The lecturer was Timothy Leary, better known as the 1960s drug guru who urged America's youngsters to "turn on, tune in, drop out." Leary believed that hallucinogens could alter behavior in unprecedented and beneficial ways, and in experiments at Harvard he doped graduate students with psilocybin -- the active compound in magic mushrooms -- and LSD.
He argued that the results of his experiments could help treat alcoholics and reform criminals; but they enraged parents and unsettled colleagues. Harvard sacked Leary and his colleague Richard Alpert (later known as Ram Dass) in 1963, and the episode has left an embarrassing stain on the university's reputation ever since. Now, more than 40 years later, research using psychedelic drugs is returning to Harvard.
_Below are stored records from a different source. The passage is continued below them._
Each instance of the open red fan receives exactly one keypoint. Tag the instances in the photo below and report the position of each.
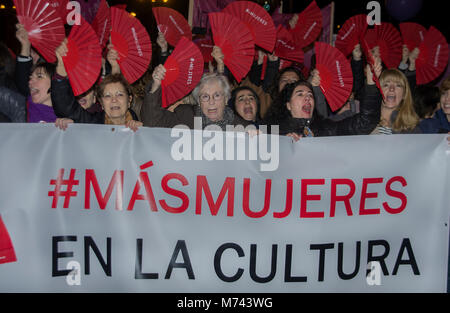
(286, 48)
(44, 26)
(413, 34)
(258, 21)
(7, 253)
(350, 33)
(131, 40)
(236, 42)
(336, 77)
(184, 69)
(102, 23)
(389, 41)
(309, 25)
(172, 24)
(433, 56)
(83, 61)
(206, 46)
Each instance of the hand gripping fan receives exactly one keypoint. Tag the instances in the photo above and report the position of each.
(285, 47)
(102, 23)
(350, 33)
(184, 69)
(258, 21)
(336, 77)
(44, 26)
(309, 25)
(389, 41)
(412, 34)
(83, 61)
(433, 56)
(236, 42)
(132, 42)
(7, 254)
(172, 24)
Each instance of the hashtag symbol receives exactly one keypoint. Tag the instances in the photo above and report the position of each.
(68, 193)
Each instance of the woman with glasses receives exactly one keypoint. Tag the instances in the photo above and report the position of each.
(114, 94)
(211, 97)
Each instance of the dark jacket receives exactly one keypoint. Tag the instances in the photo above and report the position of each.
(65, 105)
(360, 124)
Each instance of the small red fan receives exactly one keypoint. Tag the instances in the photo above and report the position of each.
(7, 254)
(433, 56)
(236, 42)
(206, 46)
(286, 48)
(184, 69)
(350, 33)
(309, 25)
(412, 34)
(258, 21)
(83, 61)
(44, 26)
(172, 24)
(131, 40)
(102, 23)
(336, 77)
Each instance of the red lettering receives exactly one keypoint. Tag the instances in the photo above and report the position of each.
(246, 199)
(396, 194)
(176, 193)
(228, 187)
(305, 198)
(344, 198)
(365, 195)
(91, 179)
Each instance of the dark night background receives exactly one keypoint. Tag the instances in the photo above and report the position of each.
(432, 13)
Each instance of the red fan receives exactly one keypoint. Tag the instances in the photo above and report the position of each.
(132, 42)
(84, 58)
(102, 23)
(258, 21)
(7, 254)
(44, 26)
(184, 69)
(389, 41)
(286, 48)
(413, 34)
(309, 25)
(236, 42)
(172, 24)
(433, 56)
(350, 33)
(336, 77)
(206, 46)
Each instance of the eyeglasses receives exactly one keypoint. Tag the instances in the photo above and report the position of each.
(216, 97)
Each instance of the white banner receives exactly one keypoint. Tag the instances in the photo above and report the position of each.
(102, 209)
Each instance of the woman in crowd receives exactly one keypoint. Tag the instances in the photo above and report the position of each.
(114, 93)
(211, 97)
(397, 109)
(299, 119)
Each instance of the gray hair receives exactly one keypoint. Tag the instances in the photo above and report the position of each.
(207, 79)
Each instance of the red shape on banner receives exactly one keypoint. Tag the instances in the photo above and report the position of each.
(83, 61)
(309, 25)
(184, 69)
(44, 26)
(131, 40)
(172, 24)
(258, 21)
(336, 77)
(236, 42)
(433, 56)
(7, 254)
(350, 33)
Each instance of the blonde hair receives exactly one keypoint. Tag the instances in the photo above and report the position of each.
(407, 118)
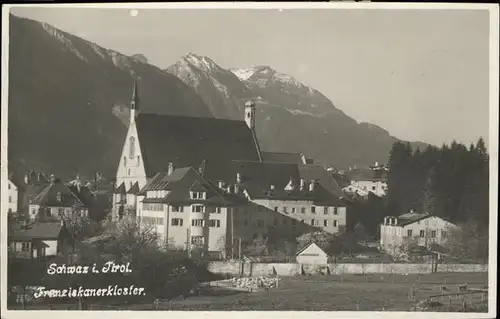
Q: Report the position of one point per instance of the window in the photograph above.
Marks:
(152, 220)
(198, 209)
(177, 209)
(215, 223)
(197, 240)
(25, 246)
(157, 207)
(197, 222)
(177, 221)
(132, 147)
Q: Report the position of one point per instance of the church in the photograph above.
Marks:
(155, 142)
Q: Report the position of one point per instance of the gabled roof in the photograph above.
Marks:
(180, 183)
(38, 231)
(307, 246)
(187, 141)
(258, 177)
(280, 157)
(367, 174)
(121, 189)
(18, 182)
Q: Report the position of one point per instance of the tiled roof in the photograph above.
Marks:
(179, 184)
(121, 189)
(257, 178)
(366, 174)
(278, 157)
(38, 231)
(187, 141)
(134, 189)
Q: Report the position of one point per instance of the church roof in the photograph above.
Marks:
(280, 157)
(258, 177)
(187, 141)
(180, 183)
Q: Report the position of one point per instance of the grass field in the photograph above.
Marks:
(374, 292)
(339, 293)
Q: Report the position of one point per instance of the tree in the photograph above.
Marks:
(78, 226)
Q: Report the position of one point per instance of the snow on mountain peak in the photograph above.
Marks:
(201, 62)
(243, 74)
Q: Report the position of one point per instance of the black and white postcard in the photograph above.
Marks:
(332, 159)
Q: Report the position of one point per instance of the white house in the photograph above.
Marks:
(421, 229)
(369, 180)
(312, 254)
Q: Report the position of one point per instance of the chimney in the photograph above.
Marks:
(311, 186)
(250, 114)
(302, 184)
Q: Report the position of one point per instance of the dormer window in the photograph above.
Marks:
(197, 195)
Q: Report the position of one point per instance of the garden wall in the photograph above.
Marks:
(261, 269)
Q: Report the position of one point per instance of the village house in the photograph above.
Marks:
(420, 229)
(155, 141)
(59, 199)
(367, 180)
(311, 254)
(32, 241)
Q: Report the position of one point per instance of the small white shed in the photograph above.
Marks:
(312, 254)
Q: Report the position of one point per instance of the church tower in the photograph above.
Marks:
(134, 103)
(250, 114)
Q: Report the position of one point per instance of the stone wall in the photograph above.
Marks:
(261, 269)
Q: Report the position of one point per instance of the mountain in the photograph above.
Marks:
(291, 116)
(68, 100)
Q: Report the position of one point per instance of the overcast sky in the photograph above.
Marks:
(420, 74)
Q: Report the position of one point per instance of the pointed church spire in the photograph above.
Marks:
(134, 103)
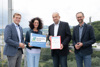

John Halpern, a psychiatrist at the university's McLean Hospital, is set to study whether the compound MDMA can help ease anxiety in terminal cancer patients. MDMA -- or to chemists 3,4-methylenedioxymethamphetamine -- is better known as the dance-floor drug ecstasy. The study is the latest example of revived interest in the medicinal properties of controlled hallucinogenic or psychedelic drugs, loosely defined by their ability to alter perception, cognition or mood. Some researchers place MDMA in a different class, the empathogens, because it influences emotions.
Trials of MDMA for post-traumatic stress disorder are already underway in America, and psilocybin is being tried for anxiety and obsessive-compulsive disorder. There are even moves to reintroduce research on LSD at Harvard, where Halpern wants to test its abilities to treat cluster headaches -- severe attacks that strike at the same time each day for weeks at a time.
"Drugs can be controlled but that doesn't stop them from being useful," Halpern says. "That's what doctors are supposed to focus on, and that's what I'm trying to do. The Leary connotations are understandable for a popular culture that is still struggling to resolve what happened in the 1960s. Let's face it, it was a huge fiasco back then, but Tim Leary was not a physician and didn't come to this from a medical approach."
Halpern's MDMA trial is different: 12 cancer patients with less than a year to live will be given varying doses under controlled conditions and strict supervision. Crucially, the trial was given the green light by several ethical review boards and approval from the Food and Drug Administration in December. One hurdle remains: Halpern has yet to receive a license from the Drug Enforcement Administration to handle the drug, though he expects to obtain one within weeks.
The ecstasy is not a chemical fix for the patients' anxiety; instead it is intended to help them to open up and get the most from conventional counseling. Halpern says the drug allows people to talk about topics they would otherwise avoid. "It's really tough doing psychotherapy with people who have anxiety disorders because when you get to the heart of the matter it causes a panic attack. For somebody who has a particularly gruesome time trying to talk about important end-of-life issues, it bubbles into anxiety and nothing gets achieved," Halpern says.
"MDMA may be potentially useful in that it doesn't induce that reaction. We want to see if that can translate into decreased anxiety and meaningful increases in the quality of life for these people." The alternative, he says, is heavy doses of sedatives such as Valium. "At the moment these people have a choice of being oversedated and not having anxiety or being alert and suffering panic attacks."
Patients volunteering for the trial will receive up to 125 mg of MDMA over two experimental sessions several hours apart -- about the same or a little more than in a typical ecstasy tablet. They will also receive more conventional help during several non-drug sessions. Psychologists will assess their mental state before and after the trial to judge whether the drug has helped.